Moody also read a letter that he read as the eulogy at his father’s funeral and related it to re-defining entrepreneurship.

“It’s about making a difference,” he said. “What you do matters if you get your whys right.”

Now the Entrepreneur in Residence at Blackstone Entrepreneurs Network and the founder and director at First Talent Ventures, Moody was introduced by Eastern Florida President Dr. Jim Richey.

“You may not know his name, but millions of people around the world are using his former company's creation this very second: The fingerprint sensor on the Apple iPhone 5S,” Richey said of Moody.

“Scott took this good idea and ran with it, co-founding the sensor technology company that was eventually sold to Apple. He is an entrepreneur in the classic sense of the word, and one of the digital visionaries who is remaking our world.”

Simpkins Scholarship
Simpkins Scholarship recipient George Miller is shown with EFSC president Dr. Jim Richey, left, and Bernard Simpkins, right, who started the endowment that funds the lecture series and Entrepreneurial Scholarships.

The Simpkins Seminars are named after Bernard Simpkins, a former member of the Eastern Florida State College Board of Trustees and the current chair of the EFSC Foundation Board of Directors who established an endowment to create the sessions.
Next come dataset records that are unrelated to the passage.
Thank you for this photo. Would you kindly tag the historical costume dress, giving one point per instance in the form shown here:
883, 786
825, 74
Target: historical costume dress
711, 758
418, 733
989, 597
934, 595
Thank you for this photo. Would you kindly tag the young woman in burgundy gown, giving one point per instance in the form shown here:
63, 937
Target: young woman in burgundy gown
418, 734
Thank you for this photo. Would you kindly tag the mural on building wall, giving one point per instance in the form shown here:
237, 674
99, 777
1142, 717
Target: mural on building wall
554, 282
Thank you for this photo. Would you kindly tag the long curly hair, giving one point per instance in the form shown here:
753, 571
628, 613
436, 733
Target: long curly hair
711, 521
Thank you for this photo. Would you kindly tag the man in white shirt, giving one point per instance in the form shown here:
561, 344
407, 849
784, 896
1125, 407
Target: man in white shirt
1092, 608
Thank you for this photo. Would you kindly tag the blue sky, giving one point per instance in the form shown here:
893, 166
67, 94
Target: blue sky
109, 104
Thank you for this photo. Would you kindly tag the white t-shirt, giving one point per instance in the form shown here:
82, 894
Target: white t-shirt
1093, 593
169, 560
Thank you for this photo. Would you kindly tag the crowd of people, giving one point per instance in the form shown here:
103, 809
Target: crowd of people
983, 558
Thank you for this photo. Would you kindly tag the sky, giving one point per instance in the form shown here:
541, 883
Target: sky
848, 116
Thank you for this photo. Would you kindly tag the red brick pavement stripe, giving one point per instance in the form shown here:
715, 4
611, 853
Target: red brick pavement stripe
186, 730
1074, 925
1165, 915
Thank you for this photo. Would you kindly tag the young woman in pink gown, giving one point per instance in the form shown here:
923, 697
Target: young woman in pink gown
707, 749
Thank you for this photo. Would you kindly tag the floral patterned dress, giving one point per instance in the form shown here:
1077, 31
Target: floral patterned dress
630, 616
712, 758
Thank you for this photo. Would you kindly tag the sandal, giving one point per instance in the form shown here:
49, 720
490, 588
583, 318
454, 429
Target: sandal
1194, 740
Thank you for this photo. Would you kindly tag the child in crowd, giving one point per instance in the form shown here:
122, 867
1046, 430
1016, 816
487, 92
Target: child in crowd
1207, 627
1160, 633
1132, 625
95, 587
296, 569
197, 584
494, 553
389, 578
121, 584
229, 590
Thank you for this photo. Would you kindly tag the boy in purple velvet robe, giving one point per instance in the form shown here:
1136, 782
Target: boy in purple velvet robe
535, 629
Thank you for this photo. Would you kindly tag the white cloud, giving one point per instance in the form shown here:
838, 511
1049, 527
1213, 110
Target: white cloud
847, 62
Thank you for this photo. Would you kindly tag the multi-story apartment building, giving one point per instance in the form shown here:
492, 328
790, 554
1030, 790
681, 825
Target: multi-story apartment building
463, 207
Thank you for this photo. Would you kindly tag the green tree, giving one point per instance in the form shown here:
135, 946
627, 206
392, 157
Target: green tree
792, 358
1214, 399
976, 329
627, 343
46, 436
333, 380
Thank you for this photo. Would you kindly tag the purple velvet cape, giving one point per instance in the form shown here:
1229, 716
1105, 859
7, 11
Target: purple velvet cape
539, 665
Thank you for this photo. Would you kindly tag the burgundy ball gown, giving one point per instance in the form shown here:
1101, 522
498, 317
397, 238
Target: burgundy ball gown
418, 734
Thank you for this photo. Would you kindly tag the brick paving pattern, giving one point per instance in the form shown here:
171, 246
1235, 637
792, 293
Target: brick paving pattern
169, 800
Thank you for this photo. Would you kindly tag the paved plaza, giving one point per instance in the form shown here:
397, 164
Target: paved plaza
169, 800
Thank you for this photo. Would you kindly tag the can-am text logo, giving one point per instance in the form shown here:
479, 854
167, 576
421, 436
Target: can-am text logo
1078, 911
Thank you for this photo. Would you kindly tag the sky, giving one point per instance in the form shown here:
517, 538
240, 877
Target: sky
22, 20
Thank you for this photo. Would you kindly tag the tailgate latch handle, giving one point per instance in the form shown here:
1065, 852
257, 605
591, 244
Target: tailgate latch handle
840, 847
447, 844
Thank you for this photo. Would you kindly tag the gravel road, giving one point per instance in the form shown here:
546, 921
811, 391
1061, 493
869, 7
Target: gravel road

Since they began in 2001, the popular seminars have brought some of the nation’s top businesses leaders to the college.

The endowment also started the college’s Business Entrepreneurship Program, which was named the best emerging program in the nation in 2010 by the National Association for Community College Entrepreneurship.

As part of Thursday’s event Simpkins awarded a $1,000 scholarship to George Miller who graduated with a Certificate in Entrepreneurship Operations in December 2013 and is enrolled in the Associate in Arts degree program on the Melbourne Campus. Miller has a cumulative grade point average of 3.61.

Miller founded Miller Media Group in 2008, a non-profit television and video production company created for the advancement of Christian singer-songwriters and benefiting philanthropic organizations throughout the Space Coast.